# Connecting to Microsoft Exchange Using Mail App



## jzblock (Aug 26, 2011)

So I have tried countless times to connect my work email to my phone. My work email uses microsoft access and supports exchange. I have my username, password, domain, and mail server correct but I can never get it to work. It either tells me the username and password do not match or it cannot connect to the server. Anyone else have any problems trying to sync an exchange account? Any fix for it?


----------



## gotcha (Jun 21, 2011)

none here, im on CM7 161 and i had it workin on sense roms also. try your IT department maybe they can configure it for you.


----------



## ziggy484 (Aug 4, 2011)

If this helps...
I leave domain blank
My username and password are same as my windows login on work computer


----------



## jzblock (Aug 26, 2011)

Thanks for the quick responses, I feel like I have tried every possible combination of ways to enter in my information. I'm running cm 1.6.1 as well, I couldnt get it when I was on 1.4 either. and I even had problems when I was just running my sense ROM. I guess I will have to go to my Tech Support and see if they can set it up for me. I just dont know what else they can do


----------



## miketoasty (Jun 10, 2011)

Do you need to VPN in or is there a site you can visit from anywhere to view your email?


----------



## jzblock (Aug 26, 2011)

not sure about the VPN. There is a website though I can go to if I'm home or using a different computer and need to access my email. Otherwise when I'm at work I just use my computer which connects through access.


----------



## miketoasty (Jun 10, 2011)

jzblock said:


> not sure about the VPN. There is a website though I can go to if I'm home or using a different computer and need to access my email. Otherwise when I'm at work I just use my computer which connects through access.

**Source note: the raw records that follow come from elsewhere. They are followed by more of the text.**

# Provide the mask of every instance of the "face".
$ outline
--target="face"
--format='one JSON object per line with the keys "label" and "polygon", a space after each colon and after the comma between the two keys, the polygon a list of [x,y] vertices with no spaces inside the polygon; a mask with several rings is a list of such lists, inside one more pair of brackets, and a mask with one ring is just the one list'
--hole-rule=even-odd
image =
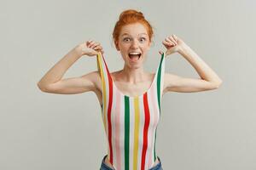
{"label": "face", "polygon": [[145,26],[135,23],[122,27],[115,45],[128,66],[139,67],[145,60],[151,42]]}

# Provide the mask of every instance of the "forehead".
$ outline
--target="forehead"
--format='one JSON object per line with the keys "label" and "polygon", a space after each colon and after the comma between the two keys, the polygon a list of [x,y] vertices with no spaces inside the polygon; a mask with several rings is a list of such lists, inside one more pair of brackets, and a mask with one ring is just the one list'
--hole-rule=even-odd
{"label": "forehead", "polygon": [[120,36],[131,35],[148,35],[146,27],[140,23],[134,23],[124,26],[120,31]]}

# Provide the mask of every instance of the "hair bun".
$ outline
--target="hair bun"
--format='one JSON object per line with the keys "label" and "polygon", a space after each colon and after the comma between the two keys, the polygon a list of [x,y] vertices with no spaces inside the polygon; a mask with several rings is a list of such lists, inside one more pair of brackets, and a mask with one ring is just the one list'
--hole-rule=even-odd
{"label": "hair bun", "polygon": [[119,15],[119,20],[122,20],[122,18],[126,16],[126,15],[134,15],[134,16],[137,16],[137,17],[144,18],[144,15],[142,12],[137,11],[135,9],[127,9],[127,10],[125,10],[121,13],[121,14]]}

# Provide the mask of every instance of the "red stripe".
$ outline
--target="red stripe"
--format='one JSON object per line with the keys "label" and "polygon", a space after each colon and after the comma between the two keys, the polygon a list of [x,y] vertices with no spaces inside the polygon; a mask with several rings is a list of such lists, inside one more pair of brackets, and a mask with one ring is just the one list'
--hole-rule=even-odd
{"label": "red stripe", "polygon": [[112,125],[111,125],[111,108],[112,108],[112,102],[113,102],[113,82],[112,78],[108,71],[108,68],[106,65],[105,59],[102,55],[103,61],[105,67],[107,69],[108,73],[108,88],[109,88],[109,97],[108,97],[108,144],[109,144],[109,149],[110,149],[110,162],[113,164],[113,146],[112,146]]}
{"label": "red stripe", "polygon": [[144,115],[145,115],[145,123],[144,123],[144,130],[143,130],[143,156],[142,156],[142,164],[141,169],[145,169],[145,160],[146,160],[146,150],[148,148],[148,130],[149,126],[149,109],[148,103],[148,93],[143,95],[143,105],[144,105]]}

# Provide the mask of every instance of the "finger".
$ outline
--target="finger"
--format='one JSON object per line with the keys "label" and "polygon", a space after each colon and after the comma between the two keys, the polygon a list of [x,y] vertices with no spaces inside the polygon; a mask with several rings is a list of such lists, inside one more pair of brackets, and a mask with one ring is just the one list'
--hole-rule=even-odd
{"label": "finger", "polygon": [[172,41],[175,45],[177,45],[177,42],[175,41],[175,39],[172,37],[169,37],[168,39],[170,41]]}
{"label": "finger", "polygon": [[171,46],[171,47],[174,46],[174,43],[169,42],[165,42],[165,41],[163,42],[163,44],[166,45],[166,46]]}
{"label": "finger", "polygon": [[96,47],[96,46],[98,46],[98,45],[100,45],[100,43],[95,42],[95,43],[91,44],[90,48],[95,48],[95,47]]}
{"label": "finger", "polygon": [[160,50],[159,54],[162,55],[164,54],[164,52],[162,52],[162,51]]}
{"label": "finger", "polygon": [[172,37],[175,39],[175,41],[177,42],[177,36],[175,34],[172,34]]}
{"label": "finger", "polygon": [[168,43],[172,43],[172,45],[175,45],[175,43],[174,42],[172,42],[169,38],[166,38],[165,39],[165,42],[168,42]]}
{"label": "finger", "polygon": [[88,40],[88,41],[86,42],[86,45],[88,46],[91,42],[92,42],[92,40]]}
{"label": "finger", "polygon": [[95,41],[90,42],[90,43],[88,44],[88,48],[90,48],[95,42]]}
{"label": "finger", "polygon": [[102,49],[102,46],[96,46],[95,48],[93,48],[94,49]]}

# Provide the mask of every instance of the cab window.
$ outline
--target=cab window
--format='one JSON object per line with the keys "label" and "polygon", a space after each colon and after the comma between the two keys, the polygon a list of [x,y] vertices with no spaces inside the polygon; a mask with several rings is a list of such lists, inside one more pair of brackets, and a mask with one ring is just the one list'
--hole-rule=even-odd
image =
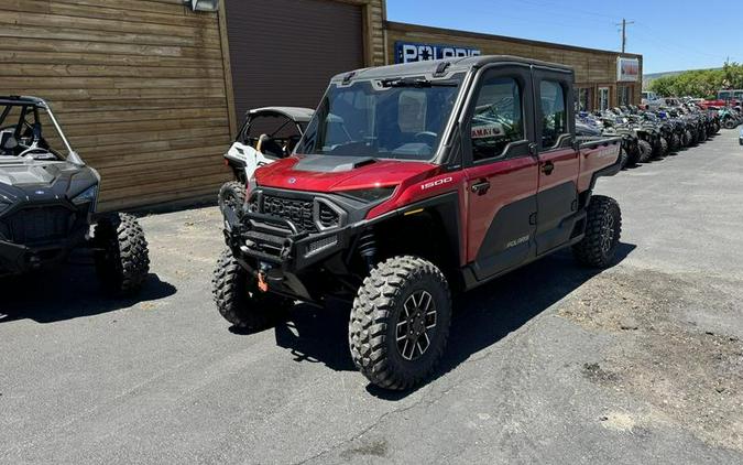
{"label": "cab window", "polygon": [[568,112],[565,105],[565,89],[555,80],[543,80],[539,85],[542,101],[542,148],[553,149],[560,136],[568,132]]}
{"label": "cab window", "polygon": [[513,77],[485,79],[472,116],[472,160],[505,156],[506,147],[525,139],[522,88]]}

These steps may be different if you are running sense.

Okay then, here is what you "Should" have to do.

1. Go to email and click add account.

2. On the first screen just enter your email and password as you normally would ([email protected])

3. If on AOSP click "Exchange" if on Sense I believe you should click "Exchange Active Sync"

4. Leave your username alone and make sure domain is blank, the only thing you need to do is make sure where it says server, that is the exact address of the website you go to to view your mail (Mine is webmail2.<<domain>>.com, I.e. if you work at UPMC it would probably be webmail2.upmc.com). Then click next.

You should then be done. If this doesn't work post back all of the fields and what is in them after you put in your username and password.


----------



## Admann (Jun 11, 2011)

jzblock said:


> So I have tried countless times to connect my work email to my phone. My work email uses microsoft access and supports exchange. I have my username, password, domain, and mail server correct but I can never get it to work. It either tells me the username and password do not match or it cannot connect to the server. Anyone else have any problems trying to sync an exchange account? Any fix for it?


I know I have to "uncheck" use a SSL on my setup...once I do that...it connects.


----------